Monday, December 14, 2009

Moréri's Grand Dictionnaire



Louis Moréri's encyclopaedia, Le Grand Dictionnaire Historique, ou le mélange curieux de l'histoire sacrée et profane (The Great Historical Dictionary, or Anthology of Sacred and Secular History) was first published in Lyon in 1674. It was mostly focused on historical and biographical articles. Within his encyclopaedia there is an entry on the de Büren family. The following excerpt comes from the 1759 edition. I have left it in French, only changing place names to their current spelling.


BUREN ( de ) famille noble et fort ancienne en Suisse, comme on le peut voir dans la cosmographie de Munstérus, a été considérable, et par divers emplois que ceux de cette famille ont exercés, et par diverses terres et seigneuries qu’elle a possédées.

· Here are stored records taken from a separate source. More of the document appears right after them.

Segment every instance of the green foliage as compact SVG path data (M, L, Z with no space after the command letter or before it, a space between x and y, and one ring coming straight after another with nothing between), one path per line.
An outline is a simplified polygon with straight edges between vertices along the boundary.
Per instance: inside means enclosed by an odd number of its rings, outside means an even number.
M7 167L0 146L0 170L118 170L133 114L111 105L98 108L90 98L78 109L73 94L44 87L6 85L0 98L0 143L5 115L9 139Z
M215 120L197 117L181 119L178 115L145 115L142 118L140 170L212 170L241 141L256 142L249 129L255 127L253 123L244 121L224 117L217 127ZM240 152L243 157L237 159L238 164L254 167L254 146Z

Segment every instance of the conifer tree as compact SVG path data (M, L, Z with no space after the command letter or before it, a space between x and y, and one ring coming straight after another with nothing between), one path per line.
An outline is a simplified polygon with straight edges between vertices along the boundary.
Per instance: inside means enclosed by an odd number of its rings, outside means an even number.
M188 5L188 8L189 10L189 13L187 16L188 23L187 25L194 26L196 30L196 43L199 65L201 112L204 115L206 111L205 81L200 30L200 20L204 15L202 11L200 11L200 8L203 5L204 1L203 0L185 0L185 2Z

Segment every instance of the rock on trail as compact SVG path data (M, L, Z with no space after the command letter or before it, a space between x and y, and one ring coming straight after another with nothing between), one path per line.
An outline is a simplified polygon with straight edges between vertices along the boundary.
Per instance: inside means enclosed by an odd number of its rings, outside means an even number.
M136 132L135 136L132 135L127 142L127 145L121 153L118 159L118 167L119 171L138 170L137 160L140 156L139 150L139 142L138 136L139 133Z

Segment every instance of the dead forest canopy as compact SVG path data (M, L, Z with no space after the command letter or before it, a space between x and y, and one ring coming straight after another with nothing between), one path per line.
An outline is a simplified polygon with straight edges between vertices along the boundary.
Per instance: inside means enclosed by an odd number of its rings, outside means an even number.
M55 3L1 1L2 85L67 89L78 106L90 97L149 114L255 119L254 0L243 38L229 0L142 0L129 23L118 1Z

ARNAUD de Buren était déja en haute estime l’an 1166, comme cela paraît par divers titres, et particulièrement par une transaction rapportée par Stumfius, dans la chronologie Suisse, page 306. Ses descendans se retirerent ensuite avec un grand nombre d’autres familles distinguées dans la ville de Berne, pour se mettre à couvert des vexations des comtes de Kyburg, et autres grands seigneurs de ce pays-là. Leur retraite fut suivie de divers emplois considérables qu’on leur donna, et leurs services ne contribuerent pas peu à l’accroissement de cette république.

JEAN, qui fut d’église; et CONRAD, avec Mathilde sa femme, firent de grandes libéralités pour la fondation de divers monastères du voisinage, vers l’an 1200.

NICOLAS & JACOB frères, avec Berte leur mère, se distinguerent aussi en oeuvres pies, pour les mêmes sujets, l’an 1274 et 1276. OTTON et Isabelle de Coudrefin fa femme continuerent aussi à faire des donations considérables à divers couvents, en terres et en fiefs, dont quelques aliénations furent autorisées par Isabelle, comtesse de Kyburg, en 1307.

PIERRE et RODOLPHE, frères et fils d’Otton, l'un consacré à l’église, l’autre du grand conseil souverain de la république de Berne, contribuèrent libéralement pour la fondation du monastère des dominicains de cette ville en 1326: leurs noms et armes y subsistent encore. JEAN, fils de Rodolphe, sénateur de la république en 1345, et seigneur de Morisried, près du lac de Brientz, qu’il acheta de Jean de Riggenberg, chevalier en 1356, eut pour fils JEAN, aussi seigneur de Morisried et de la baronie de Signau, qu'il acquit pour onze cens florins d’or en 1399. Il était aussi sénateur de la république, à laquelle il rendit des services importants. Ses descendants pendant dix générations, ont toujours été dans les premières charges de l’état.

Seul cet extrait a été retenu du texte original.